02/2024: Successfully defended my PhD (summa cum laude) and starting a new position at USI in Switzerland.
01/2024: Start serving as a reviewer for the prestigious journal IEEE Transactions on Software Engineering (IEEE TSE).
12/2023: ICSE 2024! Our paper: “PyTy: Repairing Static Type Errors in Python” has been accepted for the ICSE 2024 conference in Portugal.
09/2023: ASE! Our paper: “DiffSearch: A Scalable and Precise Search Engine for Code Changes” has been accepted for the Journal-first track at ASE 2023 in Luxembourg.
06/2023: Won a Uber competition on Generative AI for developer productivity among 103 teams worldwide.
05/2023: Generative AI at Uber! I am joining Uber for a research internship in Amsterdam for summer 2023.
04/2023: Dagstuhl Seminar! I was invited to the world’s leading researchers Dagstuhl Seminar about Code Search for spring 2024.
03/2023: I was invited by JetBrains in their Munich office to discuss our paper “DiffSearch: A Scalable and Precise Search Engine for Code Changes”.
02/2023: Start serving as a reviewer for the prestigious journal ACM Transactions on Software Engineering and Methodology (TOSEM).
12/2022: Distinguished Paper Award!
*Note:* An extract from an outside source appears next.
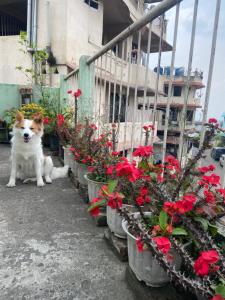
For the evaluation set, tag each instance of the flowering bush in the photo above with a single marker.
(185, 205)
Our paper “The Evolution of Type Annotations in Python: An Empirical Study” received an ACM SIGSOFT Distinguished Paper Award at ESEC/FSE 2022 in Singapore.
11/2022: IEEE TSE! Our paper: “DiffSearch: A Scalable and Precise Search Engine for Code Changes” has been accepted for the IEEE Transactions on Software Engineering journal.
10/2022: ACM CSUR! Our paper: “Code Search: A Survey of Techniques for Finding Code” has been accepted for the ACM Computing Surveys journal.
09/2022: ESEC/FSE! Our paper: “The Evolution of Type Annotations in Python: An Empirical Study” has been accepted for the ESEC/FSE 2022 conference.
05/2022: ICSE SRC 2022! Winner of the second prize ($300) for the ICSE ACM Student Research Competition (SRC) with the submission “Efficiently and Precisely Searching for Code Changes with DiffSearch”.
PyTy is a novel automated technique aimed at fixing type errors in Python. It was developed based on a study and employs a dataset named PyTyDefects, containing over 2,700 Python type errors fixes. The paper highlights the use of cross-lingual transfer learning to enhance PyTy's effectiveness, even with a small dataset. This involves adapting an existing program repair model for PyTy's use. PyTy proved highly effective, successfully resolving 85.4% of type errors in the evaluation. Additionally, its real-world applicability is shown by the high acceptance rate of GitHub pull requests using PyTy's fixes.
We extract 1.4 million type annotation changes from 9,655 Python repositories. Our results show that type annotations are clearly gaining traction, yet the large majority of code elements that could be annotated currently remains unannotated. We see a huge potential for techniques that automate the process of adding types into an existing code base, such as neural type prediction models. Finally, many developers seem to not regularly check their code for statically detectable type errors, or if they do, commit the code despite such errors.
We present a scalable and precise search engine for code changes. Given a query, the approach retrieves within seconds relevant examples from million code changes. Our query language extends the underlying programming language, providing an intuitive way of formulating queries to search for code changes. DiffSearch guarantees that every returned search result fits the query.
This article provides a comprehensive overview of 30 years of research on code search. Given the huge amounts of existing code, searching for specific code examples is a common activity during software development. We discuss what kinds of queries code search engines support, and give an overview of the main components used to retrieve suitable code examples. In particular, the article discusses techniques to pre-process and expand queries, approaches toward indexing and retrieving code, and ways of pruning and ranking search results.